From my perch I could feel the slow draw of cool air from the mud bank below. Alerted, the piebald shifted its head, then stomped its fore-hoof. The herd immediately turned and looked up at me hovering above them, then scattered without a sound.

In the years since the night I saw the ghost deer, I have grown taller and my grandfather has gotten shorter. My eyesight hasn’t improved but along the back of my neck a cowlick has developed, a splatter of unruly hair.

We seldom hunt the woods anymore, but on summer evenings we sit on the back porch and watch the river. From time to time my grandfather will spot a stag rutting along the tree line. He can still read the woods like scripture.

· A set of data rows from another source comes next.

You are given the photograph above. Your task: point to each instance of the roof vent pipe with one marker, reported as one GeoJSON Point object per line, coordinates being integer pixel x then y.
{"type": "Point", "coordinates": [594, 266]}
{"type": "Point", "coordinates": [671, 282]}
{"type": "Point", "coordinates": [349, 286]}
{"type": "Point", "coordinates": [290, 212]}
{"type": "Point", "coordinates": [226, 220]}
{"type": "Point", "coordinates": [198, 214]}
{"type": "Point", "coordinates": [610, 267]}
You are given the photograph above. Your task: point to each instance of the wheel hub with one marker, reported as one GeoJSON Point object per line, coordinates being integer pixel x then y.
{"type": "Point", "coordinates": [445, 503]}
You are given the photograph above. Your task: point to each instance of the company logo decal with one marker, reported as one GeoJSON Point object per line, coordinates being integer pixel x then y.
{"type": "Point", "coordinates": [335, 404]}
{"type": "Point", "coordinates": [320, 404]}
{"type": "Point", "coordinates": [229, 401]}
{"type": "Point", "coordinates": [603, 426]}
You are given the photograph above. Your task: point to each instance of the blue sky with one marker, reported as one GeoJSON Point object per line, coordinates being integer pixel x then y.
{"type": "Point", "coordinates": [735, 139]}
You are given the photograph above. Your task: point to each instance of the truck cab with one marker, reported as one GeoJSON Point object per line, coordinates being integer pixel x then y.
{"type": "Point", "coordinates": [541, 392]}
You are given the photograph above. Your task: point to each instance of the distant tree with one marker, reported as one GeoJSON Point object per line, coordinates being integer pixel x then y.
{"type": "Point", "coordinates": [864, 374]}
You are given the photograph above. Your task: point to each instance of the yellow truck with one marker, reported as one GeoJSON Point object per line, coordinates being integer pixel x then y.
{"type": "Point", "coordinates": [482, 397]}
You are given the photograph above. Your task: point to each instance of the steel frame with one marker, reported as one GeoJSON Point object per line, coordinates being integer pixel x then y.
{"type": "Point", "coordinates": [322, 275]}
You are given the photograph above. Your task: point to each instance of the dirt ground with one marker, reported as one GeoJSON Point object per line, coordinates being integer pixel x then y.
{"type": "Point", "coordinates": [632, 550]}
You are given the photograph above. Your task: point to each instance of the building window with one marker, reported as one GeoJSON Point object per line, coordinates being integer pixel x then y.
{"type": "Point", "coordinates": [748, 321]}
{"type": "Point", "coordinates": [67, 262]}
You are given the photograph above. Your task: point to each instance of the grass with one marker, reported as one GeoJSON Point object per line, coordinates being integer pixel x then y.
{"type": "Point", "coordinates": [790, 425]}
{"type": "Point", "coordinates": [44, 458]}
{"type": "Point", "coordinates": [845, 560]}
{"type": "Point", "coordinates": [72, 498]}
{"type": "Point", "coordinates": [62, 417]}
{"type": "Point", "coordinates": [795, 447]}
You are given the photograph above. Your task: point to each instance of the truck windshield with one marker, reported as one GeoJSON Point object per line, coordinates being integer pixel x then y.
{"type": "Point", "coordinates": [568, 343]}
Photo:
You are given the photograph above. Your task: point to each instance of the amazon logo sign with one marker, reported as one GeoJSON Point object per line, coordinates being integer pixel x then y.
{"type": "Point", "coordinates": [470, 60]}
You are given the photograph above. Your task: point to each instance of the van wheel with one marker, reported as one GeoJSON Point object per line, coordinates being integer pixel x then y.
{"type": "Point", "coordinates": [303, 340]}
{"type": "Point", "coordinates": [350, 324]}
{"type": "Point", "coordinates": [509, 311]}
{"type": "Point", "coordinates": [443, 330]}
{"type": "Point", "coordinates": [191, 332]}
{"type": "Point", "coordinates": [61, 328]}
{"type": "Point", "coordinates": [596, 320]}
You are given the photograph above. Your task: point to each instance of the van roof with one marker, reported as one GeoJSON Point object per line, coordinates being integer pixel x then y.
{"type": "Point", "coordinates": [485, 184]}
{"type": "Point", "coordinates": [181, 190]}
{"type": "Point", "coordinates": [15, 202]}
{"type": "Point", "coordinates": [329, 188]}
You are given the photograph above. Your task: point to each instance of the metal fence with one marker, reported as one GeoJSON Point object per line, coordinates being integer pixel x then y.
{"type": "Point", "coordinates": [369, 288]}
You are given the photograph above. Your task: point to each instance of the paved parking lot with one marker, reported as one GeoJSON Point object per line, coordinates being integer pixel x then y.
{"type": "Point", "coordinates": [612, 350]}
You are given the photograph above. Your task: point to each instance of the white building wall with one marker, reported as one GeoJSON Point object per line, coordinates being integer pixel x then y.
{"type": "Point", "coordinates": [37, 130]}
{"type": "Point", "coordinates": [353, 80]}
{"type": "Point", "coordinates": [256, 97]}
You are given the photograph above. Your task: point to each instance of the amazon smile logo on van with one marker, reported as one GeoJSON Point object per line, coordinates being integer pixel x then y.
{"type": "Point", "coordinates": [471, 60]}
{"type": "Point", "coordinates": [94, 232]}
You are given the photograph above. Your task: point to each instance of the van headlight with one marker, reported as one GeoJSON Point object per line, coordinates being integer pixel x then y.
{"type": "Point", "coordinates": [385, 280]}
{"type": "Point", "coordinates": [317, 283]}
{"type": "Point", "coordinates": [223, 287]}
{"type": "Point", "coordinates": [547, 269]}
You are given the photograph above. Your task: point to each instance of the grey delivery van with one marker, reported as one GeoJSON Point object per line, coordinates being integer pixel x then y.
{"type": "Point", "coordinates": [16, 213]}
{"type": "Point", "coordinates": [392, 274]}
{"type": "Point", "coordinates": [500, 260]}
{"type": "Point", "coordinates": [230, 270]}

As for me, I’ve developed a knack for telling stories, though I don’t yet have my grandfather’s ability to navigate in the dark. What I have come to see is that hidden behind the surface of things is a world of light and shadow, of complexity and meaning that whispers of moral instruction. Across the generations the most profound lessons have been transmitted.

“Life is the sorting through of stories,” my grandfather says. “Growing up is deciding which ones are true.”

When I return to that night suspended above the ravine, I recall the chattering of coyotes from a distant shore and the sudden clarity I felt staring into the dark. The rumors of a strange creature moving among deer herds were true.

In the twilight, after the herd had scattered, only the ghost deer lingered, as white as a lamb, nibbling on scrubs, affording me the opportunity to meditate on her beauty and fragility. In a pinch she would offer herself as ransom for the herd. It was her destiny. But not that night.

That night I recognized that chance and heredity were driven by the same maker; that the creeper vines would soon swallow the old cabin in the woods; that a ghost deer had claimed the summer of my 10th year.


John Singleton is a technology consultant. He and his wife, Karen, live near the Severn River in Maryland with their three sons. Their oldest, Michael, is a rising senior at Notre Dame studying finance and theology.